18 Enfin, en 2004, l’accord de Pforzheim conclu par l’IG Metall du Bade-Wurtemberg [5] étend la possibilité ouverte aux entreprises de signer des accords dérogatoires aux conventions de branche pour consolider leur compétitivité (Dufour et Hege, 2010, 41-45). Il autorise la signature d’accords dérogatoires indépendamment d’un contexte économique défavorable dans le but de renforcer la compétitivité, l’innovation et les conditions d’investissement. Les dérogations peuvent porter sur tout aspect de la convention ; elles fournissent un nouveau cadre de négociation de l’échange sécurité d’emploi contre flexibilité.
Les sources multiples de la flexibilité du temps de travail
19 Le recours à la flexibilité du temps de travail s’est appuyé sur plusieurs leviers de sauvegarde de l’emploi, à la fois légaux et conventionnels. Le premier a été le travail à horaires réduits (kurzarbeit), équivalent d’un chômage partiel.
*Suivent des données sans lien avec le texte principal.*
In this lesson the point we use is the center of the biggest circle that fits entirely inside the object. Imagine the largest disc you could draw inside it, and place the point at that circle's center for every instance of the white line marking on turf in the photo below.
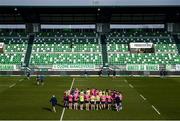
(131, 85)
(142, 97)
(65, 108)
(12, 85)
(156, 110)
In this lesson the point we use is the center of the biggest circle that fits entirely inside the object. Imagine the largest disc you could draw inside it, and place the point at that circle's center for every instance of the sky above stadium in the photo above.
(89, 2)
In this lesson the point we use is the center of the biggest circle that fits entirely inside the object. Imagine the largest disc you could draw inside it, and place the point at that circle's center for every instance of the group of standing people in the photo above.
(93, 99)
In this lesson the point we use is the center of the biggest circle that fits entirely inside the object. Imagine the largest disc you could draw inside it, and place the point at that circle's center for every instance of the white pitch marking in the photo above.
(65, 108)
(142, 97)
(131, 85)
(156, 110)
(12, 85)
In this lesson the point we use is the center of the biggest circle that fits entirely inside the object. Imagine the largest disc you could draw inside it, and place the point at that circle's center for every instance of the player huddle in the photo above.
(93, 99)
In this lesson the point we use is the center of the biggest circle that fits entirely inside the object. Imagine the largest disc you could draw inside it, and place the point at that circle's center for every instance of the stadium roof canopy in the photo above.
(90, 2)
(89, 11)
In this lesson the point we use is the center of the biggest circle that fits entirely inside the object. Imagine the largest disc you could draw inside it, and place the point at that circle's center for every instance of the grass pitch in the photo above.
(145, 98)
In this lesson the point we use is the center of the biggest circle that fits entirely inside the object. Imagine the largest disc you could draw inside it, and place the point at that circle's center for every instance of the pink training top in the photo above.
(120, 96)
(87, 97)
(76, 97)
(70, 97)
(109, 98)
(103, 98)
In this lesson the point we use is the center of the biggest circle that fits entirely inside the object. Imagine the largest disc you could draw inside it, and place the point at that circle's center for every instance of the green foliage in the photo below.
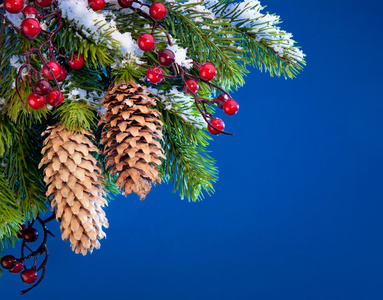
(20, 168)
(188, 165)
(260, 52)
(76, 115)
(10, 214)
(71, 40)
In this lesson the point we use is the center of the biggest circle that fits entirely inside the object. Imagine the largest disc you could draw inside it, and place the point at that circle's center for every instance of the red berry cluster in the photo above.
(28, 234)
(166, 58)
(42, 91)
(14, 265)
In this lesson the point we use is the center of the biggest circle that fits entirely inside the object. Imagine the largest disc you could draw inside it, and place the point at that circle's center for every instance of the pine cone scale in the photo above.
(131, 131)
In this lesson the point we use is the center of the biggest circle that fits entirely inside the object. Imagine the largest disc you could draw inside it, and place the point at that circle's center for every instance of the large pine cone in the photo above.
(130, 137)
(75, 187)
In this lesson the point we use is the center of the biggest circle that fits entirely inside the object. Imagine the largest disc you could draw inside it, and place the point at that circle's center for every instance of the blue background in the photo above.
(297, 210)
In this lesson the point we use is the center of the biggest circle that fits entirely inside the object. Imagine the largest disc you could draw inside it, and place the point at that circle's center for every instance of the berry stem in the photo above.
(42, 249)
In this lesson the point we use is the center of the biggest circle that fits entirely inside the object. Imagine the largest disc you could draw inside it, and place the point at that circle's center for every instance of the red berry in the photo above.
(62, 75)
(146, 42)
(207, 71)
(217, 123)
(29, 276)
(53, 96)
(30, 234)
(230, 107)
(166, 58)
(8, 262)
(13, 6)
(18, 267)
(76, 61)
(42, 87)
(125, 3)
(158, 11)
(154, 77)
(193, 86)
(97, 4)
(44, 3)
(20, 233)
(35, 101)
(55, 67)
(30, 11)
(30, 27)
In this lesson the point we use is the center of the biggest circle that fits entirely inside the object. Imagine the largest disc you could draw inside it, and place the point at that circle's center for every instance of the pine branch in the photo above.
(21, 172)
(10, 214)
(76, 115)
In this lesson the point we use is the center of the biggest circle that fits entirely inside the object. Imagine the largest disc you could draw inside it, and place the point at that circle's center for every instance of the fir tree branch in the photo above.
(188, 165)
(10, 214)
(76, 115)
(20, 163)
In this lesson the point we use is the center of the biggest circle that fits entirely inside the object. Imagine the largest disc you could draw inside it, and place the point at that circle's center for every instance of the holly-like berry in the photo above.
(97, 4)
(55, 67)
(53, 96)
(158, 11)
(42, 87)
(8, 262)
(35, 101)
(221, 99)
(62, 75)
(193, 86)
(30, 234)
(217, 123)
(30, 11)
(207, 71)
(76, 61)
(44, 3)
(166, 57)
(230, 107)
(125, 3)
(30, 27)
(154, 77)
(13, 6)
(29, 276)
(146, 42)
(18, 267)
(20, 232)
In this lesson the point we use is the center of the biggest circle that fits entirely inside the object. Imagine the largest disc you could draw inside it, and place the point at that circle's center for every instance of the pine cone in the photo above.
(130, 138)
(74, 181)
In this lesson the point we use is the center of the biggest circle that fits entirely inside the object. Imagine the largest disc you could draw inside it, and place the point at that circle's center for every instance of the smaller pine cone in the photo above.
(74, 181)
(130, 137)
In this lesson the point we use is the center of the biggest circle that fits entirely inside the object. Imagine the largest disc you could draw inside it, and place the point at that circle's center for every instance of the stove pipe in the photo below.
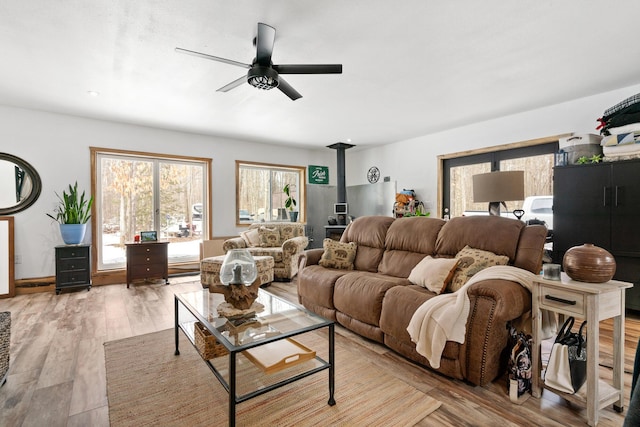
(340, 148)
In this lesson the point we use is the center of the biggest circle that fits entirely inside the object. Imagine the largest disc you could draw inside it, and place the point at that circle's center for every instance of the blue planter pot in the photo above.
(73, 234)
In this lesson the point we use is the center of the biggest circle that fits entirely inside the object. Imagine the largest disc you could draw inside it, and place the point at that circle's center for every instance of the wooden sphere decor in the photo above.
(589, 263)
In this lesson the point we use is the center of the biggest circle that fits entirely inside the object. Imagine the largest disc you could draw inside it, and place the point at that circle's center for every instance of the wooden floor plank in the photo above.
(57, 374)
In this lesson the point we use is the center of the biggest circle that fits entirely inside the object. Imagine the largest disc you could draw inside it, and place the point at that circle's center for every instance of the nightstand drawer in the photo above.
(67, 278)
(148, 270)
(552, 298)
(146, 250)
(66, 264)
(72, 252)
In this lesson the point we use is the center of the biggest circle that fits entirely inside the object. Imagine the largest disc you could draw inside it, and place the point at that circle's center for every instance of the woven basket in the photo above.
(5, 341)
(206, 344)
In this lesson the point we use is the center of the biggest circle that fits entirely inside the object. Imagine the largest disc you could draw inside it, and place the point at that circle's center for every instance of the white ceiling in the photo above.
(410, 67)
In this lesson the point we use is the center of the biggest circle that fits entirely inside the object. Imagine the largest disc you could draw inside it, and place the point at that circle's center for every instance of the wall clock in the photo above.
(373, 174)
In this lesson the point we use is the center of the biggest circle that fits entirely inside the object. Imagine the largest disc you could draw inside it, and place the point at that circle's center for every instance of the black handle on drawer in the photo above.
(562, 300)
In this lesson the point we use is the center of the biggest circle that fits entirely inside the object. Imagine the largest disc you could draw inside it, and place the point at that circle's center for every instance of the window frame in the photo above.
(96, 152)
(271, 167)
(494, 154)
Dès les premiers signes de ralentissement économique, les centrales confédérales syndicales et patronales ont fait du lobbying auprès du gouvernement pour obtenir une extension des possibilités de kurzarbeit (extension à 18 mois puis en mai 2009 à 24 mois). À l’été 2009, les horaires réduits pour cause économique concernaient près d’un salarié sur quatre dans l’industrie, et près d’un quart de la main-d’œuvre employée dans la métallurgie et l’ingénierie électrique, soit 912000 personnes (Bispinck et Dribbusch, 2011, 49-50). Dans l’industrie automobile, très sensible à la conjoncture, 280 000 salariés étaient concernés en février 2009, soit 30 % de la main-d’œuvre du secteur (Bosch, 2011, 268). Mais d’autres mécanismes interviennent également : les comptes épargne-temps et les accords dérogatoires.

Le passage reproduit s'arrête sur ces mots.